The Chicago Housing Authority picked another developer to take on one of the city’s most storied pieces of real estate, replacing a team that collapsed under financing woes.
Evergreen Real Estate Group and KLEO Enterprises, working as Cabrini New Vision, will lead redevelopment of a 7-acre site at Clybourn Avenue and Larrabee Street, near the footprint of the demolished Cabrini-Green towers, the Chicago Sun-Times reported. The housing authority approved the plan last week, several months after Hunt Development Group and its partners abandoned the deal when they couldn’t secure funding, according to the CHA.

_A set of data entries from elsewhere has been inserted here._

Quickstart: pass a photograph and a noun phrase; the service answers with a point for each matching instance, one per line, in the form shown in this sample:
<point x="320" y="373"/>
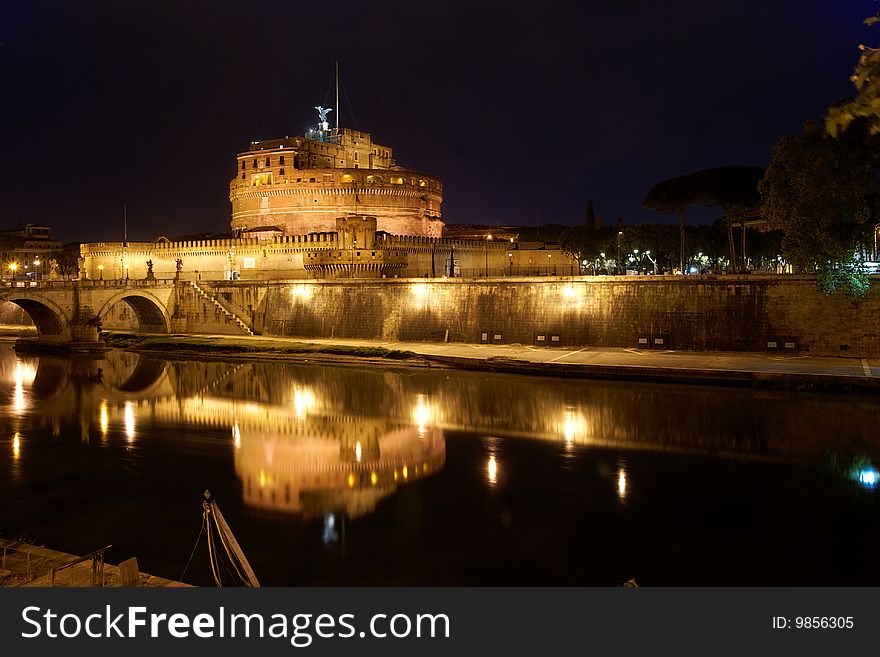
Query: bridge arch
<point x="50" y="319"/>
<point x="151" y="313"/>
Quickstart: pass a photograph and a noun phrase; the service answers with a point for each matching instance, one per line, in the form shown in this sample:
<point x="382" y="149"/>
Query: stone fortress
<point x="330" y="204"/>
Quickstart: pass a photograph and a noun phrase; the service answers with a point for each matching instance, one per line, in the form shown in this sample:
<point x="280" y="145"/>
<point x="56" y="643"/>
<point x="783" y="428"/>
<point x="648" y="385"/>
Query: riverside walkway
<point x="716" y="368"/>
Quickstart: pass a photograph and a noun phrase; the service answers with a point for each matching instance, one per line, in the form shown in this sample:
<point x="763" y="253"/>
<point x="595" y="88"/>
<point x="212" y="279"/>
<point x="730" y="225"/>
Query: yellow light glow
<point x="422" y="414"/>
<point x="129" y="421"/>
<point x="492" y="470"/>
<point x="104" y="417"/>
<point x="23" y="374"/>
<point x="302" y="292"/>
<point x="574" y="426"/>
<point x="303" y="401"/>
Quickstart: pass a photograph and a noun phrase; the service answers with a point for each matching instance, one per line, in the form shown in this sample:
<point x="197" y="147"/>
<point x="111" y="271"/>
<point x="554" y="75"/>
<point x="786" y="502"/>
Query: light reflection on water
<point x="332" y="445"/>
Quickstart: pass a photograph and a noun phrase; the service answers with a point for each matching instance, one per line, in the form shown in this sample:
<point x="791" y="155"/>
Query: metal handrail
<point x="97" y="557"/>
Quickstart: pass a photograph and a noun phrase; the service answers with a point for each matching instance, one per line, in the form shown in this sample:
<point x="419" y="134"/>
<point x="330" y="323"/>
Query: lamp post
<point x="619" y="260"/>
<point x="488" y="239"/>
<point x="653" y="262"/>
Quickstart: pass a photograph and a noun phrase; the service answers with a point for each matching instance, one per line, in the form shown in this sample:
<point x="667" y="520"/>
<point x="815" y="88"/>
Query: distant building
<point x="26" y="250"/>
<point x="301" y="185"/>
<point x="330" y="204"/>
<point x="471" y="232"/>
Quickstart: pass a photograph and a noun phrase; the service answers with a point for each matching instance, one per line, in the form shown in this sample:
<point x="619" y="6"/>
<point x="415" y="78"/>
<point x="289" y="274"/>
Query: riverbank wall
<point x="697" y="313"/>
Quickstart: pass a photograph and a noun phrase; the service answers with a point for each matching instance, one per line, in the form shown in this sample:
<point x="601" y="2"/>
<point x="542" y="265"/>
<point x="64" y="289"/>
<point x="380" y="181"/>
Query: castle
<point x="330" y="204"/>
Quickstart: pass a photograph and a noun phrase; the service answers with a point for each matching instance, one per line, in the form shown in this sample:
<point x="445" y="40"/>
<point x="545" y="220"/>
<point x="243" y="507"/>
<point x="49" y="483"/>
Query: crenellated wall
<point x="284" y="257"/>
<point x="736" y="313"/>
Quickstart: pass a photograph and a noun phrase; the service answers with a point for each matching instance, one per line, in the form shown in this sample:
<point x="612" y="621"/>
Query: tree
<point x="673" y="195"/>
<point x="732" y="188"/>
<point x="818" y="191"/>
<point x="587" y="242"/>
<point x="866" y="103"/>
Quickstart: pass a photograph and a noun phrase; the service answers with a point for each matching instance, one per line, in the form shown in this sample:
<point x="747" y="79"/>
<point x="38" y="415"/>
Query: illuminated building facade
<point x="301" y="185"/>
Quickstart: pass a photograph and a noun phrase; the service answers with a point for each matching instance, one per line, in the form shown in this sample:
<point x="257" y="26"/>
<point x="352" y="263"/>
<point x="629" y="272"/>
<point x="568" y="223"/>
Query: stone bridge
<point x="71" y="312"/>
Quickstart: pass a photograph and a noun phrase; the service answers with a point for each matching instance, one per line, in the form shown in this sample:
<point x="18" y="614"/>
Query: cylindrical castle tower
<point x="301" y="185"/>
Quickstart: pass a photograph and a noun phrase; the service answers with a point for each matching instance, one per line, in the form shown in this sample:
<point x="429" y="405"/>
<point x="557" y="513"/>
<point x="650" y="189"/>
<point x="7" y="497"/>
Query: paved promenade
<point x="706" y="367"/>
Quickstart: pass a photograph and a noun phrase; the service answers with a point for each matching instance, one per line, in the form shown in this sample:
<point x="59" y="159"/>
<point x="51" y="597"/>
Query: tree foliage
<point x="585" y="243"/>
<point x="673" y="195"/>
<point x="817" y="190"/>
<point x="865" y="105"/>
<point x="730" y="187"/>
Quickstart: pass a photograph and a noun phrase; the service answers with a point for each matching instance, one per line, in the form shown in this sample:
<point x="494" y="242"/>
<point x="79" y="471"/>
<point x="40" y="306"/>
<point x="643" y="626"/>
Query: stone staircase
<point x="232" y="317"/>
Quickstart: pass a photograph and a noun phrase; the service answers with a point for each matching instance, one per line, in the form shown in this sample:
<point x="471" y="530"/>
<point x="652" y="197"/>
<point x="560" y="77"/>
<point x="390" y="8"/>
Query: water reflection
<point x="320" y="440"/>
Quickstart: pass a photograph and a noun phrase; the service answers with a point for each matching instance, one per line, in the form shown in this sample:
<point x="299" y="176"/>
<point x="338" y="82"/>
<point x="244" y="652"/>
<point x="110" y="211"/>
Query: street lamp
<point x="488" y="239"/>
<point x="619" y="260"/>
<point x="653" y="262"/>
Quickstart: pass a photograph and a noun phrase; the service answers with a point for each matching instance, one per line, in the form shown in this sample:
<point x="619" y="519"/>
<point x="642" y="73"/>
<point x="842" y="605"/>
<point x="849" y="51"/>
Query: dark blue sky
<point x="523" y="110"/>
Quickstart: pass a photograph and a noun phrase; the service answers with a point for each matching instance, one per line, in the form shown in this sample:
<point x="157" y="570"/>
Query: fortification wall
<point x="285" y="257"/>
<point x="309" y="200"/>
<point x="695" y="313"/>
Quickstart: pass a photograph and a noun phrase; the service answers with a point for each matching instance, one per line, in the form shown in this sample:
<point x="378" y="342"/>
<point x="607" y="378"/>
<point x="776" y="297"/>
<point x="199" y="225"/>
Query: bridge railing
<point x="90" y="283"/>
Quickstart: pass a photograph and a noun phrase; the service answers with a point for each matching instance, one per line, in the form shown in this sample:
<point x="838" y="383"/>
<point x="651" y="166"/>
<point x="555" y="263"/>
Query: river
<point x="332" y="475"/>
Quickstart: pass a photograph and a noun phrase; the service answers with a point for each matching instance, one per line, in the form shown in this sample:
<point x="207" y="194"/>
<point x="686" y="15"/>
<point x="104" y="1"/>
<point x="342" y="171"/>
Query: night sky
<point x="524" y="110"/>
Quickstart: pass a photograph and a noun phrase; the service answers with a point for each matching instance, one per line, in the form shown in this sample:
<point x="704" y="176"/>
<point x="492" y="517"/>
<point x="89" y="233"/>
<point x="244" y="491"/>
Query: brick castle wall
<point x="695" y="313"/>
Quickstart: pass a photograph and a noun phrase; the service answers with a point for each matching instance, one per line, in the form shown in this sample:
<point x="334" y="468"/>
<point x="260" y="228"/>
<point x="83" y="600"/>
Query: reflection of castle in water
<point x="314" y="474"/>
<point x="311" y="439"/>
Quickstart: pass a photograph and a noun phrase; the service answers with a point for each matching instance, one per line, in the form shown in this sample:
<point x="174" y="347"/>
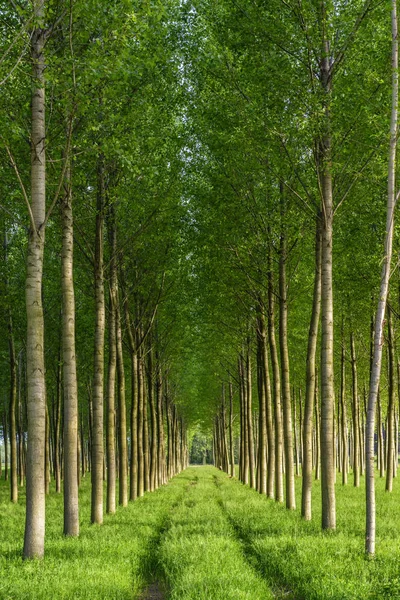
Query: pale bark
<point x="97" y="442"/>
<point x="231" y="450"/>
<point x="250" y="434"/>
<point x="13" y="404"/>
<point x="276" y="388"/>
<point x="380" y="314"/>
<point x="285" y="371"/>
<point x="262" y="442"/>
<point x="70" y="455"/>
<point x="390" y="434"/>
<point x="355" y="408"/>
<point x="112" y="366"/>
<point x="36" y="400"/>
<point x="310" y="382"/>
<point x="345" y="449"/>
<point x="122" y="443"/>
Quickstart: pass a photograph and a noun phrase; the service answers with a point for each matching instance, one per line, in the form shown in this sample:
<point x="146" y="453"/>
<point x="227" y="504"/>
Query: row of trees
<point x="94" y="325"/>
<point x="215" y="174"/>
<point x="294" y="170"/>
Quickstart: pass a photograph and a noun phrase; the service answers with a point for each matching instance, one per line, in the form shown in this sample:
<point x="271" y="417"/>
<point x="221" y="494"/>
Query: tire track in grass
<point x="155" y="588"/>
<point x="201" y="559"/>
<point x="280" y="591"/>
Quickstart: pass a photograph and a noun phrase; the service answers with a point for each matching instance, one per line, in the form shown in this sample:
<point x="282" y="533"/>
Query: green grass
<point x="206" y="537"/>
<point x="302" y="562"/>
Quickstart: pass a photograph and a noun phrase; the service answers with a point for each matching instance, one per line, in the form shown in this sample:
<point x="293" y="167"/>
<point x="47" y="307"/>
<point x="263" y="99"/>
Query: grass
<point x="206" y="537"/>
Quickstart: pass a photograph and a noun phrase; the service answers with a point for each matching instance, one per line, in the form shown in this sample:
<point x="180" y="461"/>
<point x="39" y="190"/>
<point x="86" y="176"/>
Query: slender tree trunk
<point x="296" y="435"/>
<point x="318" y="433"/>
<point x="276" y="387"/>
<point x="355" y="405"/>
<point x="378" y="336"/>
<point x="310" y="382"/>
<point x="47" y="454"/>
<point x="36" y="401"/>
<point x="71" y="501"/>
<point x="390" y="410"/>
<point x="160" y="424"/>
<point x="231" y="449"/>
<point x="262" y="445"/>
<point x="250" y="419"/>
<point x="122" y="443"/>
<point x="57" y="425"/>
<point x="146" y="445"/>
<point x="134" y="427"/>
<point x="153" y="418"/>
<point x="345" y="449"/>
<point x="97" y="442"/>
<point x="140" y="428"/>
<point x="13" y="404"/>
<point x="327" y="382"/>
<point x="285" y="372"/>
<point x="112" y="366"/>
<point x="5" y="440"/>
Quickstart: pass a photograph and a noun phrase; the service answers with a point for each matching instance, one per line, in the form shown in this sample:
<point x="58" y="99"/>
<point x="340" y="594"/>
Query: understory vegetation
<point x="205" y="535"/>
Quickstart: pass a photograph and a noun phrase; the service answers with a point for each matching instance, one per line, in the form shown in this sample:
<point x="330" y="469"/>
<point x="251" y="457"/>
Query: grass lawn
<point x="207" y="537"/>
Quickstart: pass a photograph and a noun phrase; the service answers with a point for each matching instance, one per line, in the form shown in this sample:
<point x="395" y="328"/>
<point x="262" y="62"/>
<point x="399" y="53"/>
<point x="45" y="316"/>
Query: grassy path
<point x="204" y="537"/>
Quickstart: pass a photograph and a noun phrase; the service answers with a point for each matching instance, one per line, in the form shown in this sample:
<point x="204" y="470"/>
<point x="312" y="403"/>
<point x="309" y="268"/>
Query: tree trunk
<point x="112" y="366"/>
<point x="311" y="382"/>
<point x="378" y="335"/>
<point x="285" y="372"/>
<point x="355" y="407"/>
<point x="97" y="442"/>
<point x="71" y="501"/>
<point x="327" y="382"/>
<point x="140" y="428"/>
<point x="345" y="449"/>
<point x="317" y="432"/>
<point x="250" y="438"/>
<point x="36" y="386"/>
<point x="231" y="449"/>
<point x="390" y="411"/>
<point x="276" y="387"/>
<point x="153" y="417"/>
<point x="13" y="404"/>
<point x="122" y="443"/>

The property, at 1450 North Larrabee Street, is a wedge-shaped parcel once home to Near North High School, which closed in 2001 and was demolished last year. The last Cabrini-Green high-rise came down in 2011, clearing the way for a redevelopment process that has sputtered for more than a decade.
The location is slated for mixed-income housing, with at least 180 CHA-subsidized units under a long-term lease. The previous team proposed 750 units, then pivoted to a 480-unit mid-rise plan, but failed to secure financing.
KLEO founder Torrey Barrett was previously part of Imagine Development, a partner on Hunt’s failed bid. Imagine has since dissolved, but Barrett said the Cabrini opportunity pushed him to team up again, this time with Evergreen. The duo recently completed the Auburn Gresham Apartments on the South Side, turning city-owned land into affordable housing.
Evergreen, which has built CHA-backed projects across Chicago for more than a decade, is making its first foray into redeveloping a former public housing site. Director of Development David Block said the team intentionally structured a different proposal from Hunt’s, mindful of interest rate volatility and shifting construction costs that have tripped up recent projects.
The plan calls for roughly 450 rental apartments spread across four buildings, with 180 units subsidized by the CHA, plus another 75 condos and townhomes. Market-rate housing makes up a larger share than Hunt’s proposal, which Block said is a reflection of Chicago’s resilient rental market compared to overheated boomtowns like Austin.
Financing is the central hurdle. Evergreen and KLEO expect to layer low-income housing tax credits, tax-increment financing, grants and other subsidies to make the project feasible. The developers are also eyeing ways to expand the number of for-sale townhomes on site.
The project would mark the most significant addition of housing at the Cabrini-Green site since the CHA began demolishing the infamous towers more than 20 years ago.